Fit the penalized regression model

  1. Fit a lasso model to the ALS data.

  2. What does the output show?

  3. Is it necessary to standardize the input data before running the analysis? [Hint: look at the standardize argument to glmnet()]

  4. Why would it normally make sense to standardize the columns of the predictors? Explain what might happen if we do not and how the penalty will influence the different predictors.

  5. Use cross-validation to obtain a reasonable estimate for the penalty parameter. What number do you obtain?

  6. Extract the relevant non-zero coefficients. How many predictors are selected?

  7. Use the fitted model to predict the outcomes of the testdata. Compute the mean-squared prediction error for the test data. [ Hint: you need to do something similar to the following to make that computation. Below Y2 is the outcome for the test dataset, X2 is the predictors for the test dataset and m1 is the model fitted from the training data. ]

    mean((Y2 - predict(m1, newx=X2, s=0.04472))^2)
  8. Compare the coefficients to the coefficients you get from a delassoed analysis. [ Hint: you can use the glm() or lm() function to fit a linear model. ]

  9. Compare the mean squared prediction error from the lasso model to the MSPE from the delassoed analysis. Which model performs better?

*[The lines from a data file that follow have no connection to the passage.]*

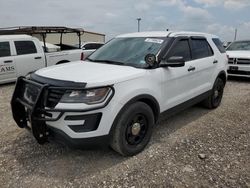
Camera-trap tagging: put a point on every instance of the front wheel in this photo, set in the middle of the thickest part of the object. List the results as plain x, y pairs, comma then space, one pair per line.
214, 100
133, 130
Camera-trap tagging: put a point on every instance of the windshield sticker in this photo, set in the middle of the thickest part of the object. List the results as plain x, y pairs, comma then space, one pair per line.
158, 41
6, 69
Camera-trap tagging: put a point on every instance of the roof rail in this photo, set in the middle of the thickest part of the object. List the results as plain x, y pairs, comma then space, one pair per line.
39, 30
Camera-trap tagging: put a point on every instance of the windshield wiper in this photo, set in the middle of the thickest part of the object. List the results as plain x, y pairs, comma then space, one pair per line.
106, 61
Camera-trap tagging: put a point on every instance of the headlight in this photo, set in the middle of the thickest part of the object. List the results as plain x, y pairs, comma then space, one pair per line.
91, 96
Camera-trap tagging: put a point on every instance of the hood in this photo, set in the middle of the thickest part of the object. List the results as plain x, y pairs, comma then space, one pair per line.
239, 54
94, 74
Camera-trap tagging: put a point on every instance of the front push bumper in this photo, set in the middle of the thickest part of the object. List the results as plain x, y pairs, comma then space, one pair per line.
29, 110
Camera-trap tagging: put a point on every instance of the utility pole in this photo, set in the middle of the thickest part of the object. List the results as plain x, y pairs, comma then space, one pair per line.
138, 19
235, 34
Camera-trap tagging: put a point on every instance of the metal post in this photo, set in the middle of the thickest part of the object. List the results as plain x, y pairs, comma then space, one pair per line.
138, 19
235, 34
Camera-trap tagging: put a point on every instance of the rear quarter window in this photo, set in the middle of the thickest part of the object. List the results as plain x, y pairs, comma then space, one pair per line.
25, 47
219, 45
200, 48
4, 49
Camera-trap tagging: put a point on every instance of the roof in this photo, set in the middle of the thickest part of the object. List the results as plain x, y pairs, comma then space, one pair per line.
39, 30
9, 37
165, 34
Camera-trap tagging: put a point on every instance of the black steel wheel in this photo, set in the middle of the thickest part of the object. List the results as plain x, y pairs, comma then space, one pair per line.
133, 129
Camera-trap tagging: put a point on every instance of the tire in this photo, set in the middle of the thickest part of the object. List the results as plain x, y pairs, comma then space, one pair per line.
214, 100
133, 129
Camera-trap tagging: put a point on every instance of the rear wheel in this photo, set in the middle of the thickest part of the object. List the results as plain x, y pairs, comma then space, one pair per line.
214, 100
133, 129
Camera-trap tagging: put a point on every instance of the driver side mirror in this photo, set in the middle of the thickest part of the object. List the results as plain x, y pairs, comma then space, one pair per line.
174, 61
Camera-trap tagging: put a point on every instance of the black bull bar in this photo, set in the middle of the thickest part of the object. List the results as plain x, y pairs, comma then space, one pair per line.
32, 110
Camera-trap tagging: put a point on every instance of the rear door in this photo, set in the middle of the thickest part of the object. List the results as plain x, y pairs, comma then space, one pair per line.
7, 62
29, 57
204, 62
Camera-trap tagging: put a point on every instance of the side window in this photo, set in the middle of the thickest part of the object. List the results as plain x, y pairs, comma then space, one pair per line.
200, 48
4, 49
93, 46
181, 48
219, 45
97, 45
88, 47
25, 47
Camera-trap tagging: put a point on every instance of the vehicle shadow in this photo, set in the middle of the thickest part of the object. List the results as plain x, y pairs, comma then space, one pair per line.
56, 161
238, 79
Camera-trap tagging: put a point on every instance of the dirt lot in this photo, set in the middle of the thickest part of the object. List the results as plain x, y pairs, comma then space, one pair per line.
195, 148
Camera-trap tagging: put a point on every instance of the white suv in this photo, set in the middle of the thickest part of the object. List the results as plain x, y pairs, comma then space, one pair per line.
239, 59
118, 93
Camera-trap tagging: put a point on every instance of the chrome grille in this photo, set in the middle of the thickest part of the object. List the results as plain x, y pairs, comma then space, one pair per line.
54, 96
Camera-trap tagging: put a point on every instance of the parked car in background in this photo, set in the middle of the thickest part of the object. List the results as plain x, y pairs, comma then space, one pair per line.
21, 54
89, 47
239, 58
118, 93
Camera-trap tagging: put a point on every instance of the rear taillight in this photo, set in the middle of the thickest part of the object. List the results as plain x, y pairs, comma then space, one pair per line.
82, 56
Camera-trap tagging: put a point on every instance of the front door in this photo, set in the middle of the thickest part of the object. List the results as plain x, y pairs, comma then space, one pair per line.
29, 57
7, 64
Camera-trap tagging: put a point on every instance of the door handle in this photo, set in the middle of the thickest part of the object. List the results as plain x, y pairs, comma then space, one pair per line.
8, 61
215, 61
191, 69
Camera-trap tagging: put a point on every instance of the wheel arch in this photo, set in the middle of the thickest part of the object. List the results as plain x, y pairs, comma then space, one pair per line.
223, 76
145, 98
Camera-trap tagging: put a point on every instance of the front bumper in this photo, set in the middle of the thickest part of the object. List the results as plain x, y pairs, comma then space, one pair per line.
76, 125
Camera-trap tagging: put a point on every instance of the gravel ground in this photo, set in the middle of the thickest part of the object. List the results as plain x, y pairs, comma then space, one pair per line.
195, 148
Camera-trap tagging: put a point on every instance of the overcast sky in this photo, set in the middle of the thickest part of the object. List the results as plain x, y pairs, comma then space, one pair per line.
113, 17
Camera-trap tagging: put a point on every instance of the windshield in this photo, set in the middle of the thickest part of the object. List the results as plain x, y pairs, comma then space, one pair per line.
127, 51
240, 45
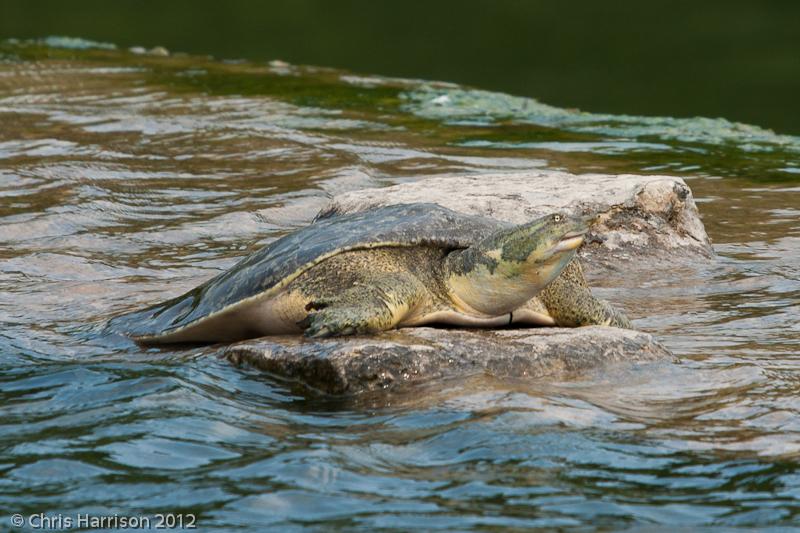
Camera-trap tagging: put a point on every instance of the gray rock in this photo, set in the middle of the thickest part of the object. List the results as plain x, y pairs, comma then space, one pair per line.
644, 223
414, 355
644, 218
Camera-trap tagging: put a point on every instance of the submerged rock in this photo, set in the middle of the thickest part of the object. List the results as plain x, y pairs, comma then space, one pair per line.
640, 217
414, 355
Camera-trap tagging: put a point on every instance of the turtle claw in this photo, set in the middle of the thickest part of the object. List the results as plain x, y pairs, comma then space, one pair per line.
326, 323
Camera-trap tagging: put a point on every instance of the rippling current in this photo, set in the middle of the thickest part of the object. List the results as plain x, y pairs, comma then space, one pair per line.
128, 177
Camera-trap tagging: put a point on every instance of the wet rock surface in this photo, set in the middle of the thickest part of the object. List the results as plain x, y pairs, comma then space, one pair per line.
640, 218
386, 361
642, 222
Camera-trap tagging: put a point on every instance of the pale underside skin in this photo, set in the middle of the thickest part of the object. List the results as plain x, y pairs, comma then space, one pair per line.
412, 292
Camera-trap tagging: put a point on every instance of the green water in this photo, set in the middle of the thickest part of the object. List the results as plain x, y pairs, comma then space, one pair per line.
736, 59
128, 178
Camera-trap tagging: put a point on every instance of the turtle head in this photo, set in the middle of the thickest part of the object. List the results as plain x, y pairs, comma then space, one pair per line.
511, 266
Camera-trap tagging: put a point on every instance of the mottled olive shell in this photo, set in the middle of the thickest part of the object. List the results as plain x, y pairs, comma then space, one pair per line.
278, 263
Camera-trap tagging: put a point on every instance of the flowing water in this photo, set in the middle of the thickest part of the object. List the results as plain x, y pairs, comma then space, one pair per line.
129, 177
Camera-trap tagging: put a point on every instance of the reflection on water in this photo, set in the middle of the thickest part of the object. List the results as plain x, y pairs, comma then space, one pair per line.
129, 178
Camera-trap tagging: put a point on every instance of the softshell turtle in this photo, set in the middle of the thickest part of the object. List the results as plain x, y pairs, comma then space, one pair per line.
389, 267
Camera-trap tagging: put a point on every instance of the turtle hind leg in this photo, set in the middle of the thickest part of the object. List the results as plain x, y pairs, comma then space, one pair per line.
377, 304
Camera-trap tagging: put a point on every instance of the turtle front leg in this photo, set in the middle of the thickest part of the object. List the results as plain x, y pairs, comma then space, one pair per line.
375, 304
572, 304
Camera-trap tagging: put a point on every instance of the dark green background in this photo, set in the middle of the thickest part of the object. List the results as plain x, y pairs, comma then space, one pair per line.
736, 59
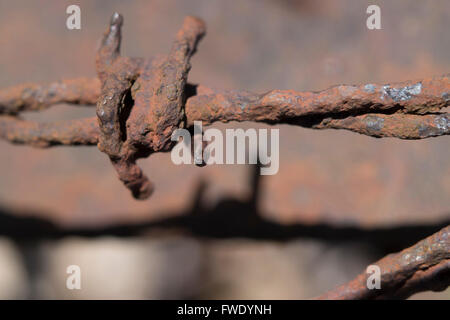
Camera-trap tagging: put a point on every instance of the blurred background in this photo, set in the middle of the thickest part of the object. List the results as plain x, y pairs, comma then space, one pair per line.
340, 200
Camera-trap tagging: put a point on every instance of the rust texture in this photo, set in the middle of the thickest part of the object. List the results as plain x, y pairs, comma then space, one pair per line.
141, 101
424, 266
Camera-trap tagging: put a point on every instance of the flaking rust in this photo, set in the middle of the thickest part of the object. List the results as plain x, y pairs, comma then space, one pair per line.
140, 102
424, 266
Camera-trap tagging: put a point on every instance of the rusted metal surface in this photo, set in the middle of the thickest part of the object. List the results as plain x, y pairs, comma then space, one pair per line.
35, 97
142, 101
422, 267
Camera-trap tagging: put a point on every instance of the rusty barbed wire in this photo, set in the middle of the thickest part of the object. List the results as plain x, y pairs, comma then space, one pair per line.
140, 102
423, 267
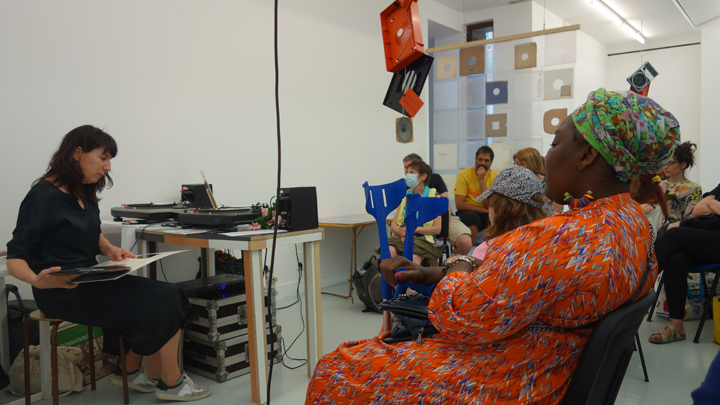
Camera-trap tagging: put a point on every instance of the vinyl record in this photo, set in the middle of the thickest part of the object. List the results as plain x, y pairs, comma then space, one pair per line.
403, 130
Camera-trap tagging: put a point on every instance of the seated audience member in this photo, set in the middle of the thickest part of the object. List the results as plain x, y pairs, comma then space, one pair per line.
677, 251
510, 331
530, 159
681, 193
458, 233
515, 199
424, 244
472, 182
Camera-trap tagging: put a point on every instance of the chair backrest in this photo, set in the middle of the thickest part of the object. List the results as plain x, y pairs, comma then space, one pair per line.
606, 355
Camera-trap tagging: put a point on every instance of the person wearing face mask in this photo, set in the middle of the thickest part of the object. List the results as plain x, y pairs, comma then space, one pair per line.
472, 182
511, 329
418, 172
458, 233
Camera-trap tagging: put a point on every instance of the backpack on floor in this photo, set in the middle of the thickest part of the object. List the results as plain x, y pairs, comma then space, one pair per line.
367, 281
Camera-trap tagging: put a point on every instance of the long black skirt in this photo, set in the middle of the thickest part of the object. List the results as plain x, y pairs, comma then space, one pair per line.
145, 313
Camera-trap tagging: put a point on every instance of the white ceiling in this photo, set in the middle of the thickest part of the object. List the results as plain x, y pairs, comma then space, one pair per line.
658, 20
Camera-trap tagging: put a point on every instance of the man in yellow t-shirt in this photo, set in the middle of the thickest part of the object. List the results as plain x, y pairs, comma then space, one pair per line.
472, 182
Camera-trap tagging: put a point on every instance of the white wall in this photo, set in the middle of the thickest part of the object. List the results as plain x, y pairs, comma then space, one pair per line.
709, 134
512, 19
676, 88
185, 86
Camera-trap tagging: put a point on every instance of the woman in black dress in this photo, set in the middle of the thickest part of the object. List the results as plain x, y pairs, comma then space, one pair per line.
58, 227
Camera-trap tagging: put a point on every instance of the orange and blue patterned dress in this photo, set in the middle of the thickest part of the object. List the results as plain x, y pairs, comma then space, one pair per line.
504, 329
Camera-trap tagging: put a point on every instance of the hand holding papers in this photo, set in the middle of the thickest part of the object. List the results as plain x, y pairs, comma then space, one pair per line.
112, 270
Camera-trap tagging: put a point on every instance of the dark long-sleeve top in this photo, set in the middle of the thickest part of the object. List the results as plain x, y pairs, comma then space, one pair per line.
53, 230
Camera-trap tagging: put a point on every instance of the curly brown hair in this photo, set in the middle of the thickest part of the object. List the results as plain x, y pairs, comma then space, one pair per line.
511, 214
63, 170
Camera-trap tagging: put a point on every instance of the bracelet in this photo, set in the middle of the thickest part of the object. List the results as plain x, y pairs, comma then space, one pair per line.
456, 259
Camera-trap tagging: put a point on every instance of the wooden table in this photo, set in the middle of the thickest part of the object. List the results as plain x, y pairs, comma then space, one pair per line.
252, 247
357, 224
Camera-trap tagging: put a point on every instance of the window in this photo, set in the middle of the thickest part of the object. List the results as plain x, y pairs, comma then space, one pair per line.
480, 31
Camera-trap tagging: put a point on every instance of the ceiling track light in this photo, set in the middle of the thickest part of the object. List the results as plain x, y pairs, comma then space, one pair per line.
619, 20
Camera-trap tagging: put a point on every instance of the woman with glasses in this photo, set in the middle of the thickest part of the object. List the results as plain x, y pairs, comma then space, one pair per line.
682, 194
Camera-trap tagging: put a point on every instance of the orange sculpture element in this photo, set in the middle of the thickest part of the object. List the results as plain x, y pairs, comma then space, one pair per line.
402, 37
411, 102
643, 92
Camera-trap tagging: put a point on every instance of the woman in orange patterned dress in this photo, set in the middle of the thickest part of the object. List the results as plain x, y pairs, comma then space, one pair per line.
511, 329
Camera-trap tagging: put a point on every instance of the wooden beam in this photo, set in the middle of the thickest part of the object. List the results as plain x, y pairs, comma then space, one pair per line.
505, 38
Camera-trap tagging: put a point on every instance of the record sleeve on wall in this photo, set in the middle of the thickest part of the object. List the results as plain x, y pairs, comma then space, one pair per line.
525, 55
558, 84
472, 60
446, 67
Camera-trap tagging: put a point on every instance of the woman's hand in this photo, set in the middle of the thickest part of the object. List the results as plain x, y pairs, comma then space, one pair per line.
45, 279
414, 273
115, 253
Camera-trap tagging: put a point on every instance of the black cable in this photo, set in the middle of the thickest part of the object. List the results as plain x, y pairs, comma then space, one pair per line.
275, 227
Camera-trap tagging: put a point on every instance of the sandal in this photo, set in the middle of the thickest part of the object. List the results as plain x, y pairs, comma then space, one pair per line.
674, 336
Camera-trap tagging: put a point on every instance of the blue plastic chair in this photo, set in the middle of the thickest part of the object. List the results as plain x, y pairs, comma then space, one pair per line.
380, 201
418, 210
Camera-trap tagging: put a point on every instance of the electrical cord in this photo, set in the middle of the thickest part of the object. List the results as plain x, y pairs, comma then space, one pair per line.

  10. How would these results change if you did not standardize? [Hint: Run the analysis and see]

Part 2

For part 2 of this analysis we continue where we let go.

  1. Run the same analysis using ridge regression and compare to the lasso results. How does the MSPE perform?
  2. Although none of the parameters are set to zero for ridge regression would you still think it would be possible to at least get information about a sparse solution? How? [Hint: this is an ad hoc question/answer so just state a general idea]
  3. Run the same analysis using elastic net and compare to the previous results.

Adaptive lasso

Run the previous lasso analysis using adaptive lasso. How will that change the results? What are the advantages?

Group lasso

  1. The dataset contains several variables that are dummy-encoded. Consider the set of variables beginning with Symptom.. Group those together and rerun the lasso analysis. What do you find? How should the group of variables be interpreted? What are the pros/cons ot smaller/larger groups?

HAL

  1. Fit a highly adaptive lasso model to the ALS data and see how that might improve the fit and MSPE
  2. Modify the max_degree, smoothness_orders and num_knots to see if that improves the fit.

Stability selection

  1. Look at the most stable selected predictors from a stability selection perspective. How is he overlap among the, say, top 5 selected variables compared to the lasso?

Parkinson disease

The data used in this study were gathered from 188 patients with Parkinson’s disease (107 men and 81 women) with ages ranging from 33 to 87 (65.1 years \(\pm\) 10.9). The control group consists of 64 healthy individuals (23 men and 41 women) with ages varying between 41 and 82 (61.1 \(\pm\) 8.9).

Various speech signal processing algorithms including Time Frequency Features, Mel Frequency Cepstral Coefficients (MFCCs), Wavelet Transform based Features, Vocal Fold Features and TWQT features have been applied to the speech recordings of Parkinson’s Disease (PD) patients to extract clinically useful information for PD assessment.

During the data collection process, the microphone for recording speech is set to 44.1 KHz and following the physician’s examination, the sustained phonation of the vowel /a/ was collected from each subject with three repetitions.

The class variables contains info on PD status (0 = control) and we will only be using the first repetition for each individual.

  1. Read in the data using

    pd <- read.csv("http://www.biostatistics.dk/pd_speech_features.csv", header=TRUE, skip=1)

    and use only the first repetition

    PD <- pd[seq(1, nrow(pd), 3),]
  2. Do the data wrangling

  3. Analyze the data similar to above. Remember to use family=binomial since we are using classification in this case (and hence base the model un an underlying logistic regression mode). When possible use the underlying probability rather than accurracy.